On 18/02/2021 06:32, Leonardo Bras wrote:
On Tue, 2021-02-16 at 14:33 +1100, Alexey Kardashevskiy wrote:
Most platforms allocate IOMMU table structures (specifically it_map)
at the boot time and when this fails - it is a valid reason for panic().
However the powernv platform allocates it_map after a device is returned
to the host OS after being passed through and this happens long after
the host OS booted. It is quite possible to trigger the it_map allocation
panic() and kill the host even though it is not necessary - the host OS
can still use the DMA bypass mode (requires a tiny fraction of it_map's
memory) and even if that fails, the host OS is runnnable as it was without
the device for which allocating it_map causes the panic.
Instead of immediately crashing in a powernv/ioda2 system, this prints
an error and continues.
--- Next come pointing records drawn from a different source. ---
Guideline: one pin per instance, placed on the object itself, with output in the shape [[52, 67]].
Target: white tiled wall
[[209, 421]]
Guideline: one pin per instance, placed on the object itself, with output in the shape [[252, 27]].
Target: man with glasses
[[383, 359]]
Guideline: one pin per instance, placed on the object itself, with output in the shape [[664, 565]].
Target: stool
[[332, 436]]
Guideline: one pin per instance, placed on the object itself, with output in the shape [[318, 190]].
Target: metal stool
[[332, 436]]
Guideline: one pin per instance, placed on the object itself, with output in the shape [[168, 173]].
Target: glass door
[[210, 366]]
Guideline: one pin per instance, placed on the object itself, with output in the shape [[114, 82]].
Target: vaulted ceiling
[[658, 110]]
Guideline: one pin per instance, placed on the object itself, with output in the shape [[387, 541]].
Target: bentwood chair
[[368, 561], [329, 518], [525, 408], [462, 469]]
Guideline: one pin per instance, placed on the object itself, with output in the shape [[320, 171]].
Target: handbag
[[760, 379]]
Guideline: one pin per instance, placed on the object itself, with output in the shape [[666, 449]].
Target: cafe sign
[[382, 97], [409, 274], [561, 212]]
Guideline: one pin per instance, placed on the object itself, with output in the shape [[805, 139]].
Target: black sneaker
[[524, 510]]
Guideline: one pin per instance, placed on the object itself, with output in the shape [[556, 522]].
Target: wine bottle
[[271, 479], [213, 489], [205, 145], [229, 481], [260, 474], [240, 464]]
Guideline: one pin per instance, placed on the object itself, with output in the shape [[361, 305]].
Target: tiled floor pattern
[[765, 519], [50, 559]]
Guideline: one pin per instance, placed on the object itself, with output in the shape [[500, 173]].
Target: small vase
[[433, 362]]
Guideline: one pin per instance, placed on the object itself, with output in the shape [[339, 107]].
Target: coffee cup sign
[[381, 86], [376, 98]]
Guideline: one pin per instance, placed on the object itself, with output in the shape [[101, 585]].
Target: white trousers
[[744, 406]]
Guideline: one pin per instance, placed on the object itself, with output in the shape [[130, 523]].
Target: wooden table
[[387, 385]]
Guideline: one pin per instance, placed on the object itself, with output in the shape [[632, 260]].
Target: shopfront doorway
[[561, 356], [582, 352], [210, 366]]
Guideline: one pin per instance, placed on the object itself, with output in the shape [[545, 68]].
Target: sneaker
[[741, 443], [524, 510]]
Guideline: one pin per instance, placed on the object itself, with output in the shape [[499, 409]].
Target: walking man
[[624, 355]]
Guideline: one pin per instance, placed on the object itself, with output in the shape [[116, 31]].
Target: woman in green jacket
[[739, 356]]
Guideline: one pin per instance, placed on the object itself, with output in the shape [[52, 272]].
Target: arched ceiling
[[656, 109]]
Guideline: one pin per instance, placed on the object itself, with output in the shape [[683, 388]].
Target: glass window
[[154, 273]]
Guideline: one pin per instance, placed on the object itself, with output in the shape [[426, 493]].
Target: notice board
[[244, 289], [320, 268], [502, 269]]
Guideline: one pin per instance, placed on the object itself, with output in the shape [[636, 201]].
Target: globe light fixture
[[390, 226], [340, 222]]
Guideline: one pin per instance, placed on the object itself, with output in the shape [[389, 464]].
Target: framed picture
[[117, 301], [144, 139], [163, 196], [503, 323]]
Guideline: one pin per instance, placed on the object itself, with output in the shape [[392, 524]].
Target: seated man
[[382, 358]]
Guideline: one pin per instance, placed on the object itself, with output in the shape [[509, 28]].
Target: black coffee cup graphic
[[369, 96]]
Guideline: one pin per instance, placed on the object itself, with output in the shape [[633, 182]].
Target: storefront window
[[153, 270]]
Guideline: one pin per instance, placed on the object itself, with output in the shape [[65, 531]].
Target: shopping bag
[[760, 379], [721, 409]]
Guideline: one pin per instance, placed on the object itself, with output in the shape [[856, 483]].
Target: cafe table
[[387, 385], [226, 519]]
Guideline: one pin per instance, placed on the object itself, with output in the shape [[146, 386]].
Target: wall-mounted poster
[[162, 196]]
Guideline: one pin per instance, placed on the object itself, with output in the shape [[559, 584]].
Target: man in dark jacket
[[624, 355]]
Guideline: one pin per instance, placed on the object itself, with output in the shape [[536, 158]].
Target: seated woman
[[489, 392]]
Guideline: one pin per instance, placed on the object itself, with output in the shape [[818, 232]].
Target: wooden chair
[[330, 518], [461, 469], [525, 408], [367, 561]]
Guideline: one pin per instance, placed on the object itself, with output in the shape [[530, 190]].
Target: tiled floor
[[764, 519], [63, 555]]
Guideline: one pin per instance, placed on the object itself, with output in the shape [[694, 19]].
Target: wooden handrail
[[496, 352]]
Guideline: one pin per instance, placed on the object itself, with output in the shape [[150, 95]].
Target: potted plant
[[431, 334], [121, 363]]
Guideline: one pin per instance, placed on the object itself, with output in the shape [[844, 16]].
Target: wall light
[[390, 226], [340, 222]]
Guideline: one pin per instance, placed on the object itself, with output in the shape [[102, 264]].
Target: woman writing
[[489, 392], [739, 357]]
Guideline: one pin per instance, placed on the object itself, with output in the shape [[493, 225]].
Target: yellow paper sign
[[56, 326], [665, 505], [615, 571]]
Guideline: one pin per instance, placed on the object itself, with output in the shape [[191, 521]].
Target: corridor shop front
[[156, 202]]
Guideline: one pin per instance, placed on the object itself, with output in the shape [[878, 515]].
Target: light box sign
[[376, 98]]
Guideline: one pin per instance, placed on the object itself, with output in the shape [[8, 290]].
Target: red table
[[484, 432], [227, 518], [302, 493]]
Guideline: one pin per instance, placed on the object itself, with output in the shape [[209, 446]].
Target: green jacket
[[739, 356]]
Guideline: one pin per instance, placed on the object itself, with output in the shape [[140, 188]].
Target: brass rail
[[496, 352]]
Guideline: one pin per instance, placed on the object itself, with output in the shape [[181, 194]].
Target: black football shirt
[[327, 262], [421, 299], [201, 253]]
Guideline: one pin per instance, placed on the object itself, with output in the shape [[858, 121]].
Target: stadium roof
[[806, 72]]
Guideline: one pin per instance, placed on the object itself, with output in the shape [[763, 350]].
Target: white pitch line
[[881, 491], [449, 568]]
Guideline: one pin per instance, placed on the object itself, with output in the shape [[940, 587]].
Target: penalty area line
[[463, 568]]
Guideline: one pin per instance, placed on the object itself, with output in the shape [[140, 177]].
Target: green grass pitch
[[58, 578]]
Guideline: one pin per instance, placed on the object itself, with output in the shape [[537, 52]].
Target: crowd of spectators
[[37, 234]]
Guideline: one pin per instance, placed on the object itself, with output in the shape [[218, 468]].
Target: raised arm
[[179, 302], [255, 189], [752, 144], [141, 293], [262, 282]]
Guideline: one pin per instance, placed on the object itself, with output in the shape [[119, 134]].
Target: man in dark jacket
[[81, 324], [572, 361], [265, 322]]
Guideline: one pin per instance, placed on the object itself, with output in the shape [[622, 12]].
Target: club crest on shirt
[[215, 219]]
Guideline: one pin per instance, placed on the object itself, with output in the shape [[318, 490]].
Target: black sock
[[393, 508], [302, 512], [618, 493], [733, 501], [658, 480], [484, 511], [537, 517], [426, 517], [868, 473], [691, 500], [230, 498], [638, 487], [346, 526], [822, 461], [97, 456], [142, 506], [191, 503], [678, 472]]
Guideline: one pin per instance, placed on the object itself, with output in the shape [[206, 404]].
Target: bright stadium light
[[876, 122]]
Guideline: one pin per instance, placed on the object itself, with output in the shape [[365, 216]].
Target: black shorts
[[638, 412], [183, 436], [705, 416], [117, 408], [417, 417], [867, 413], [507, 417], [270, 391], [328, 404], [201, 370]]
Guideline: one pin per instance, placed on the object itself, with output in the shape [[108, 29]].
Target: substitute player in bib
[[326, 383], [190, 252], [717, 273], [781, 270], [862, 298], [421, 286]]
All other platforms still call panic().
Signed-off-by: Alexey Kardashevskiy <a...@ozlabs.ru>
Hello Alexey,
This looks like a good change, that passes panic() decision to platform
code. Everything looks pretty straightforward, but I have a question
regarding this:
@@ -1930,16 +1931,16 @@ static long pnv_pci_ioda2_setup_default_config(struct
pnv_ioda_pe *pe)
res_start = pe->phb->ioda.m32_pci_base >> tbl->it_page_shift;
res_end = min(window_size, SZ_4G) >> tbl->it_page_shift;
}
- iommu_init_table(tbl, pe->phb->hose->node, res_start, res_end);
- rc = pnv_pci_ioda2_set_window(&pe->table_group, 0, tbl);
+ if (iommu_init_table(tbl, pe->phb->hose->node, res_start, res_end))
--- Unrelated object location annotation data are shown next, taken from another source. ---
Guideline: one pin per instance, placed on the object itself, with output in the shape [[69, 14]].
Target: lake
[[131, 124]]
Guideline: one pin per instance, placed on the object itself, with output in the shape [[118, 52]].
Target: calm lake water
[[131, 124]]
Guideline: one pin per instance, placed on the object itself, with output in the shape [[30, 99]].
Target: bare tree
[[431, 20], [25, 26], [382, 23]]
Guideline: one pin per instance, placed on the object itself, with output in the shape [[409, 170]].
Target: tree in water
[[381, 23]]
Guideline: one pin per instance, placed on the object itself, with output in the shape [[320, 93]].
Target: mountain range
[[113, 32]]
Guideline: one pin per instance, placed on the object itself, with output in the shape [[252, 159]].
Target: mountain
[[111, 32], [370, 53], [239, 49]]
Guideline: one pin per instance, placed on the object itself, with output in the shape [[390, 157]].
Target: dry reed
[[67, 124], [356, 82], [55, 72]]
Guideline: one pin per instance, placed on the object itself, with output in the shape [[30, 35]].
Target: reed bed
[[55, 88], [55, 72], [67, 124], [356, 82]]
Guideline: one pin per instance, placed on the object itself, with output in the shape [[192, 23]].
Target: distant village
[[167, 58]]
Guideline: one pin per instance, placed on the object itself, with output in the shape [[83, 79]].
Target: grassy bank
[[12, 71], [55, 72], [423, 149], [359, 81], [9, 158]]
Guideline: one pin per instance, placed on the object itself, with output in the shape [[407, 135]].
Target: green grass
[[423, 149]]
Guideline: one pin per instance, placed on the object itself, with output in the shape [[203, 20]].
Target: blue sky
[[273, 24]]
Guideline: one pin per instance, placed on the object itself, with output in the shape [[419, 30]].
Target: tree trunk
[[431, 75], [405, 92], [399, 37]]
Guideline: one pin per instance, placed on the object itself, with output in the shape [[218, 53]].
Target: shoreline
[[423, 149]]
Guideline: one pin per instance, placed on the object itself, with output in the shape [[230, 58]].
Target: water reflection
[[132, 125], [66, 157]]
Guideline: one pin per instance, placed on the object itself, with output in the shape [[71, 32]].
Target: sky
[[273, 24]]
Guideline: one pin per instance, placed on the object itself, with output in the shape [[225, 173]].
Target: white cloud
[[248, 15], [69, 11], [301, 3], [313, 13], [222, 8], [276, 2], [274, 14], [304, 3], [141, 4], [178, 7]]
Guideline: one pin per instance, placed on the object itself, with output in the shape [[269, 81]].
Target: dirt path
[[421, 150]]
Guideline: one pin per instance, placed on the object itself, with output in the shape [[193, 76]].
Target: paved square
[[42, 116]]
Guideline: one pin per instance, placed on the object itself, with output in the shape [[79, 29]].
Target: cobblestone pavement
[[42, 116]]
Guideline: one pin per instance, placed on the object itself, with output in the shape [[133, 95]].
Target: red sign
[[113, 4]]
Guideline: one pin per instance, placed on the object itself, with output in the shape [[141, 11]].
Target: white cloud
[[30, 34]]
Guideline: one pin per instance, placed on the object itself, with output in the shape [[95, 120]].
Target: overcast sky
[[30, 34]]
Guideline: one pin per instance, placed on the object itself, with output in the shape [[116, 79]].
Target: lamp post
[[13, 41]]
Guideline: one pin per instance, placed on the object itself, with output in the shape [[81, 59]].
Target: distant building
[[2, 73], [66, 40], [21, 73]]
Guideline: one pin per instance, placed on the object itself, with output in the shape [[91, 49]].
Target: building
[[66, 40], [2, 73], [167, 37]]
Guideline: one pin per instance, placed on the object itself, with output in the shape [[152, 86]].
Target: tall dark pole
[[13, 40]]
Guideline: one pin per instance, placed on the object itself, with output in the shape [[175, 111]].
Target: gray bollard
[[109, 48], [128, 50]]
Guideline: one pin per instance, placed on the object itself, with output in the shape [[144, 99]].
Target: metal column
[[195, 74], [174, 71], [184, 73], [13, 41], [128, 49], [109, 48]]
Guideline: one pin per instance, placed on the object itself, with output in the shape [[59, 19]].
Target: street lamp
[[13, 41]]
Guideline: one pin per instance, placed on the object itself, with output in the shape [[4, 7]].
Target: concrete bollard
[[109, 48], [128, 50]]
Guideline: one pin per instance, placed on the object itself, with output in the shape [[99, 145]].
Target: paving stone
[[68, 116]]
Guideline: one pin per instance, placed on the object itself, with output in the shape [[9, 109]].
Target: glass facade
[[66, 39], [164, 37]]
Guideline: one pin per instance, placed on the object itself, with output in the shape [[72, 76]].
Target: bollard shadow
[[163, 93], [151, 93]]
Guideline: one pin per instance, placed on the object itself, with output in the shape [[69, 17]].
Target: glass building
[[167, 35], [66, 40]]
+ rc = pnv_pci_ioda2_set_window(&pe->table_group, 0, tbl);
+ else
+ rc = -ENOMEM;
if (rc) {
- pe_err(pe, "Failed to configure 32-bit TCE table, err %ld\n",
- rc);
+ pe_err(pe, "Failed to configure 32-bit TCE table, err %ld\n",
rc);
iommu_tce_table_put(tbl);
- return rc;
+ tbl = NULL; /* This clears iommu_table_base below */
}
-
if (!pnv_iommu_bypass_disabled)
pnv_pci_ioda2_set_bypass(pe, true);
If I could understand correctly, previously if iommu_init_table() did
not panic(), and pnv_pci_ioda2_set_window() returned something other
than 0, it would return rc in the if (rc) clause, but now it does not
happen anymore, going through if (!pnv_iommu_bypass_disabled) onwards.
Is that desired?
Yes. A PE (==device, pretty much) has 2 DMA windows:
- the default one which requires some RAM to operate
- a bypass mode which tells the hardware that PCI addresses are
statically mapped to RAM 1:1.
This bypass mode does not require extra memory to work and is used in
the most cases on the bare metal as long as the device supports 64bit
DMA which is everything except GPUs. Since it is cheap to enable and
this what we prefer anyway, no urge to fail.
As far as I could see, returning rc there seems a good procedure after
iommu_init_table returning -ENOMEM.
This change is intentional and yes it could be done by a separate patch
but I figured there is no that much value in splitting.
--
Alexey